Menurut Kamus Besar Bahasa Indonesia, piknik ini adalah kata kerja. Ini sudah agak berbeda dengan bahasa-bahasa lain, yang menganggapnya sebagai kata benda. Penjelasan yang disampaikan KBBI adalah ”bepergian ke suatu tempat di luar kota untuk bersenang-senang dengan membawa bekal makanan dan sebagainya; bertamasya”. Tesaurus Bahasa Indonesia, memberikan pemahaman yang agak lebih luas lagi: ”berdarmawisata, berekreasi, berkelana, berpelesir, berpesiar, bertamasya, berwisata, dolan, jalan-jalan, melancong”.

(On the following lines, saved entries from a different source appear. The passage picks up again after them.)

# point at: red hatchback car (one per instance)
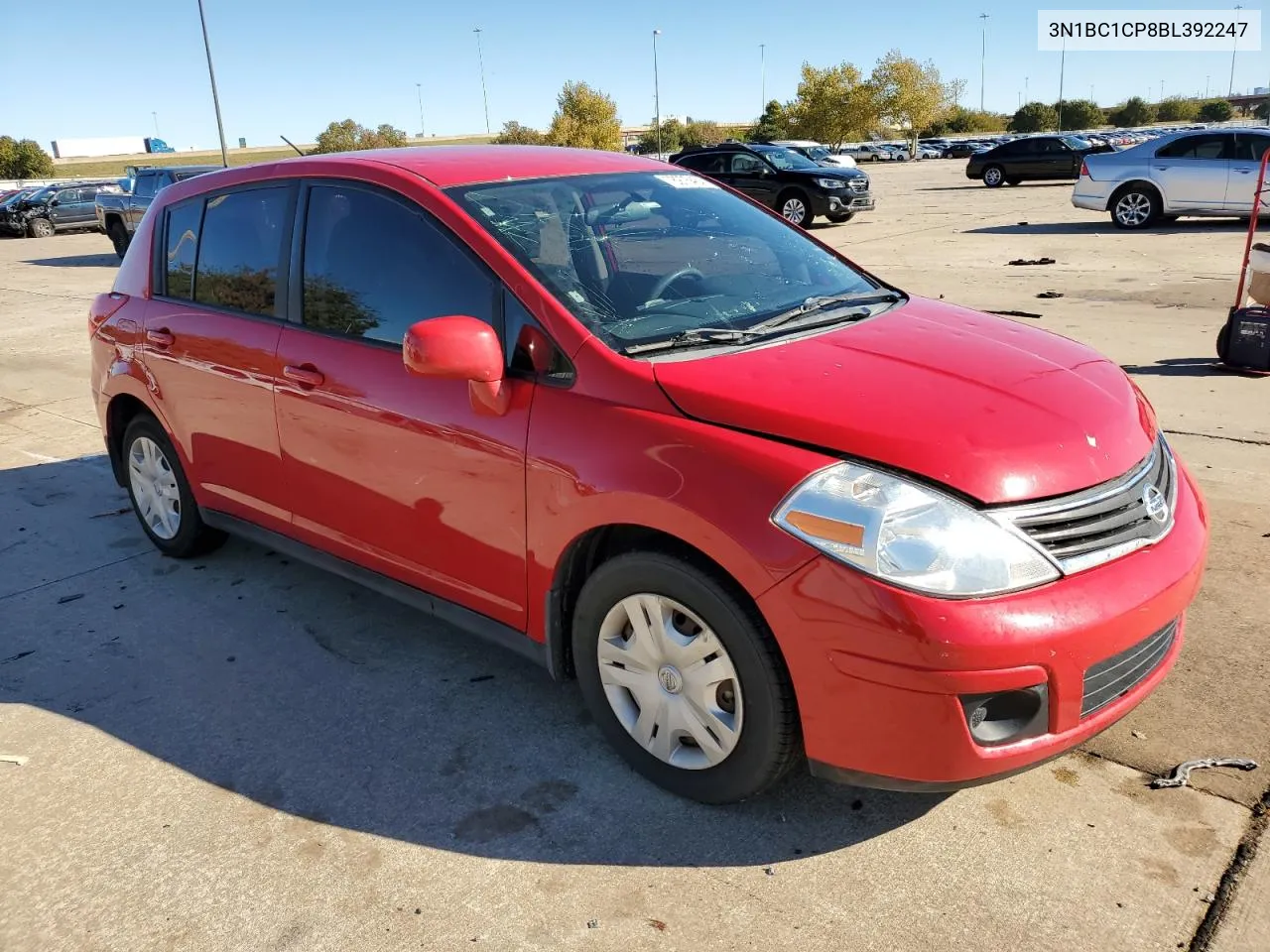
(760, 503)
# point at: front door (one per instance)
(402, 475)
(1193, 171)
(1241, 181)
(211, 340)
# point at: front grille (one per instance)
(1116, 675)
(1107, 521)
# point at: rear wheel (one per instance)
(1135, 207)
(118, 238)
(160, 493)
(795, 208)
(684, 679)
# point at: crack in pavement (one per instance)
(1245, 440)
(76, 575)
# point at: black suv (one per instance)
(62, 207)
(788, 181)
(1035, 159)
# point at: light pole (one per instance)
(216, 99)
(480, 59)
(762, 73)
(657, 95)
(1233, 51)
(983, 55)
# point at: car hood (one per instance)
(993, 409)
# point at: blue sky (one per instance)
(291, 66)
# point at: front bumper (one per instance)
(880, 673)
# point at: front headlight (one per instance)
(910, 535)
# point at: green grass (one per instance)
(114, 167)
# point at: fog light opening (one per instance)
(1007, 716)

Mari kita izinkan diri mencari asal-usul kata ini sejenak. Kata piknik ini berasal dari bahasa Perancis, dan pertama kali tercatat pada abad ke-17 sebagai pique-nique. Artinya sendiri tidak terlalu jelas, tapi sebagian orang mengatakan bahwa pique berasal dari piquer yang berarti ’memetik sesuatu’, dan nique yang artinya ’yang tidak terlalu penting’. Sebagian lain meragukan etimologi ini. Bagaimanapun, pique-nique ini dipakai untuk menggambarkan kegiatan makan-makan di alam terbuka dalam suasana santai, dengan pemahaman bahwa setiap orang yang datang juga akan berkontribusi dengan makanan yang bisa disantap bersama.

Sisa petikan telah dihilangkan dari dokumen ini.